For a few weeks, ever since the very sniffly, coughy, non-hand-washy DMV worker, I’ve been struggling with cold-like symptoms. First it was a couple of weeks of running nose and sniffles. Then just as that was dwindling away, I started coughing… TWO. WEEKS. LATER. The cough has persisted. It’s not constant, though it is a nuisance. It’s not productive and despite my best efforts it’s not offering any kind of relief to the irritation that causes it in the first place. While I have not been short of breath, I have had a hard time getting a full, deep breath and when I try, it just makes me cough some more. Also, after nearly three weeks of coughing, I have muscular pain in my chest and back when I cough. Monday, I finally broke down and called my health care provider. I wasn’t sure there was any point in me going in – I don’t go to the doctor for the common cold… though maybe I should. After a conversation with an “Advice Nurse” it was determined that I could probably make do with a “phone appointment” and a little while later, I spoke with a doctor who, after discussing my symptoms said, “it sounds like you’ve got bronchitis” and proceeded to put in three prescriptions for me; two inhalers and one bottle of pills. Now, what I’m about to say is going to sound really ungrateful, so let me just specify that I KNOW I’m luckier than many people when it comes to health care coverage and yet, even for me, an employee of my healthcare provider, costs have gone up. Everything is relative and compared to the coverage I used to have – $5.00 for prescriptions and $0.00 for everything else – the increased expenses suck.
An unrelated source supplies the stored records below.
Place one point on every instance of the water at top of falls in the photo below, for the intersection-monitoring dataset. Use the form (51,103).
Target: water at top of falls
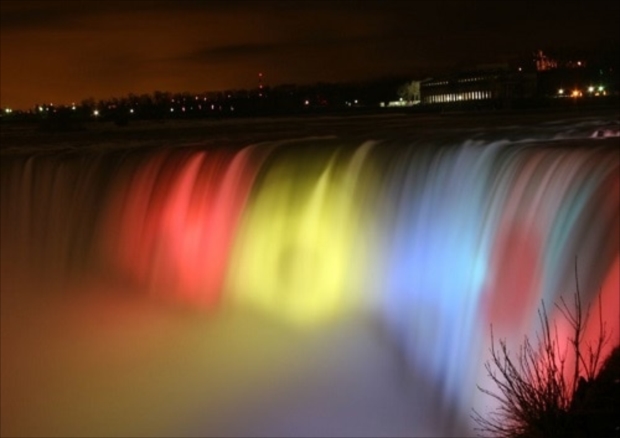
(315,276)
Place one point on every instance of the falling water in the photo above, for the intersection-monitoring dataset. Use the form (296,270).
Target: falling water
(424,243)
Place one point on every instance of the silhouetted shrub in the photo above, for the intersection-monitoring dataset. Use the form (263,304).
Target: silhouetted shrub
(536,397)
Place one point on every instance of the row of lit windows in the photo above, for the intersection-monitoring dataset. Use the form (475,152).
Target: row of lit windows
(434,84)
(479,78)
(457,97)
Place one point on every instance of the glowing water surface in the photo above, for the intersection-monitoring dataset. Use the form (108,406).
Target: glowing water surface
(315,286)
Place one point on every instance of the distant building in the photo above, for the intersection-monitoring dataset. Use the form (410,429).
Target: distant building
(486,83)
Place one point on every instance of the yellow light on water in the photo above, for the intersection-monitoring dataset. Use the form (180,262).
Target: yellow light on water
(296,257)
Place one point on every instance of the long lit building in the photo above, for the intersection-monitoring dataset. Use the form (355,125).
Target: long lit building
(490,83)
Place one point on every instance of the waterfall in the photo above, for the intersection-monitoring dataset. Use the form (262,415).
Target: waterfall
(431,242)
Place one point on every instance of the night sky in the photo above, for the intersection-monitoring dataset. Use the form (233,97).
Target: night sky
(64,51)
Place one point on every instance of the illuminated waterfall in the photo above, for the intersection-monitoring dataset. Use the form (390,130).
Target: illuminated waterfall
(433,242)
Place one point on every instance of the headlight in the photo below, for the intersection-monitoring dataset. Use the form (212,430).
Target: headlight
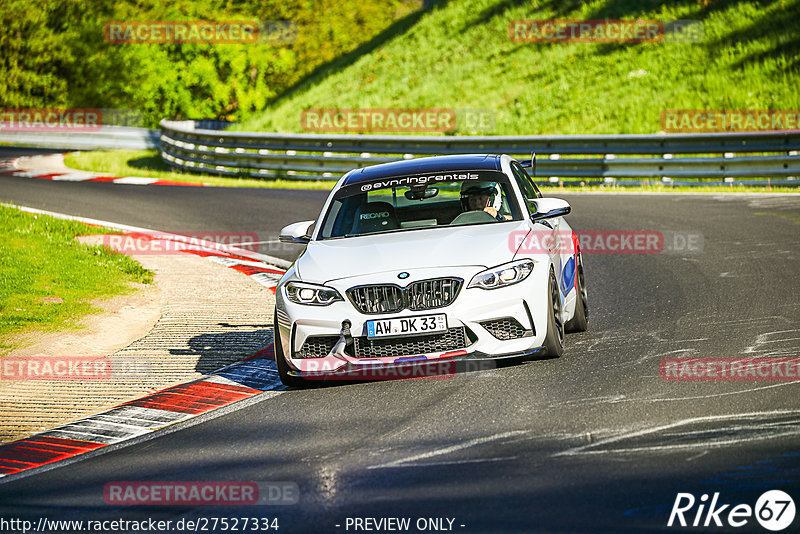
(502,275)
(311,294)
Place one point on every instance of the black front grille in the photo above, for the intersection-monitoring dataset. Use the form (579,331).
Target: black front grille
(317,346)
(505,328)
(417,296)
(453,339)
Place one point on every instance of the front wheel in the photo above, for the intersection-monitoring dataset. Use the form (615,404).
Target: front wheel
(280,360)
(554,340)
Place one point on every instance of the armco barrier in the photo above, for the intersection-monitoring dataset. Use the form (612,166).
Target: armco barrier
(105,137)
(319,156)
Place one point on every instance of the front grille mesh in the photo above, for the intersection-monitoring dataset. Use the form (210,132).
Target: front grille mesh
(453,339)
(317,346)
(505,328)
(417,296)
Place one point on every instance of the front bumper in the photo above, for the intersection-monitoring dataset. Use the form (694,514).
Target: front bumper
(471,320)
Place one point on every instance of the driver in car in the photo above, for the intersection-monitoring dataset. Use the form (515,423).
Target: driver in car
(483,196)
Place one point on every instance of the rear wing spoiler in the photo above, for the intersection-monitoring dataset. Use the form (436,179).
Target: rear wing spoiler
(529,163)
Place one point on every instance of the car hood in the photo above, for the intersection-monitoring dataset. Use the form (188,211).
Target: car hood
(483,245)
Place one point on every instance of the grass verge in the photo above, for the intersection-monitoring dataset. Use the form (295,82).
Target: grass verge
(148,163)
(49,280)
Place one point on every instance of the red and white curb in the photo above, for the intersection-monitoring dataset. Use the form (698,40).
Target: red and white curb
(253,376)
(11,168)
(246,379)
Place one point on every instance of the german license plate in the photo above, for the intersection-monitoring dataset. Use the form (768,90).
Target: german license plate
(402,326)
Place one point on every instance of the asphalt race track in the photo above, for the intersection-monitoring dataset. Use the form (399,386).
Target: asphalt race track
(595,441)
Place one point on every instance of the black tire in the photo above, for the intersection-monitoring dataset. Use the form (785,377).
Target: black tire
(554,340)
(580,320)
(280,361)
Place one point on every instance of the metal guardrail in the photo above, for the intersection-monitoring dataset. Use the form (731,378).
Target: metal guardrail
(108,137)
(316,156)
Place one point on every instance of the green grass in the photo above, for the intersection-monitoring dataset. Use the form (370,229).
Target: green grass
(460,56)
(48,280)
(148,164)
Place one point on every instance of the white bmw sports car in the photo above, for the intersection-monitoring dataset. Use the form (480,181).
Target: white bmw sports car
(428,260)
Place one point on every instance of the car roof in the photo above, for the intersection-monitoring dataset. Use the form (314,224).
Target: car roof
(454,163)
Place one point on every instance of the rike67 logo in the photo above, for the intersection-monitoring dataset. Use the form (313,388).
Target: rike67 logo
(774,510)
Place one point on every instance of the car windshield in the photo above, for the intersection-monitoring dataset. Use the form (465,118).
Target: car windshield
(416,202)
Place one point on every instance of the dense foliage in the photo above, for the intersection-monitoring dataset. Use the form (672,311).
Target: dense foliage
(53,53)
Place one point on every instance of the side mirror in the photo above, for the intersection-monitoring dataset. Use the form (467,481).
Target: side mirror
(547,208)
(296,233)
Remember that my ATM/Debit card was cancelled and I did not have access to the $38.00 in the bank. I happened to have very full jars of change on my dresser which I took to a coinstar machine and cashed in. It gave me enough cash that I should have been able to get through this week without any fears of running out of lunch money. My three prescriptions on Monday night cost me $45.00 and I had to pay another $1.00 for parking. I had $49.00 cash in my pocket. Suddenly, I didn’t have any more money for the week.
Monday, I reminded K of a task she needed to complete for me this week. It’s a task that will take her all of 20 minutes to complete and normally she wouldn’t have to do it right now, but she’s on vacation next week and I’m taking another two weeks stay-cation starting at Christmas. What she needs to do for me needs to be done and announced before I go on vacation, therefore, she needs to do it this week. Her response? “See this is why I asked you last week if there was anything else I owed you.” After thinking of a number of less friendly things to say, I simply said, “You’re welcome,” and left it at that. I chose not to make her attitude, my problem.
Yesterday, I had about an hour and a half between my Orthodontist appointment and my bi-weekly appointment with Deb and while I was at home I had a thought that caught me a little by surprise and when I expressed the thought to Deb, “With all this stuff going on, I’m not stressed out about it. I’m doing just fine,” I got a mental picture of The Grinch in the scene above…
To paraphrase a little bit, “I’ve got all this crap going on, and I’m fine. What is the DEAL?!?!?”